Discriminating Adsorption Mechanisms in Liquid-Phase Photocatalysis via High-Intensity Laser-Induced Metallic Nanodot Deposition on TiO₂ Anatase

Abstract

Light intensity plays a crucial role in liquid-phase semiconductor-based heterogeneous photocatalysis. It impacts reactant chemi- or physi- sorption at the semiconductor surface and subsequent photocatalytic reaction rates. Despite its recognized importance, the relationship between light intensity and adsorption remains controversial, necessitating further theoretical and dedicated experimental strategies to clarify the underlying mechanisms at work. To address this, we designed two laser-based experimental setups, respectively operating at high and very high intensities, to investigate the growth of a single metallic nanodot (silver, gold, and palladium) photodeposition at the surface of bare TiO2 anatase nanoparticles at varying intensities, as a special case of liquid phase semiconductor heterogeneous photocatalytic reaction. We then developed three distinct models, the first establishing the theoretical background of the so-called intensity-dependent Disrupted-Langmuir Adsorption (classically associated with chemisorption), the second setting a new Eley-Rideal-like Adsorption mechanism (physically-assisted adsorption), and the third considering a hybrid of both.
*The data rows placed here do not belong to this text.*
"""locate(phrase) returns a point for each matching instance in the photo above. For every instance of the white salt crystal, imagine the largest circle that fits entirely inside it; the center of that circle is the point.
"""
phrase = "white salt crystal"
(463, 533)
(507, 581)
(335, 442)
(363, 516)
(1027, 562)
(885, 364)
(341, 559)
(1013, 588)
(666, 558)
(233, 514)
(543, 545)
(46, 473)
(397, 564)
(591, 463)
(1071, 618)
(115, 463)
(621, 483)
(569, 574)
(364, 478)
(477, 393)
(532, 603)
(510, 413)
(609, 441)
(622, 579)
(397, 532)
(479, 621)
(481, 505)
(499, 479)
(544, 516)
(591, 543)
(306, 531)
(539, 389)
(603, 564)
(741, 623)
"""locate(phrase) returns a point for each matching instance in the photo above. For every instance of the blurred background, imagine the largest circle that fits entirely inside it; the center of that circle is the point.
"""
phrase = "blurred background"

When confronted with experimental results, the Eley-Rideal-like mechanism was the only one to successfully account for all the observed behaviors, enabling a universal rescaling of data onto single master behaviors regardless of exposure time, reactant concentration, and light intensity. High-intensity-dependent experiments thus provide quantitative understandings to distinguish the underlying adsorption mechanism. Finally, considering the general frame of the present modeling, it is broadly applicable to other redox reactions on photo-excited semiconductor surfaces. As such, it also predicts how reaction rates, at constant light exposure, should evolve with reactant concentrations and shows how playing with concentration can also discriminate between adsorption mechanisms.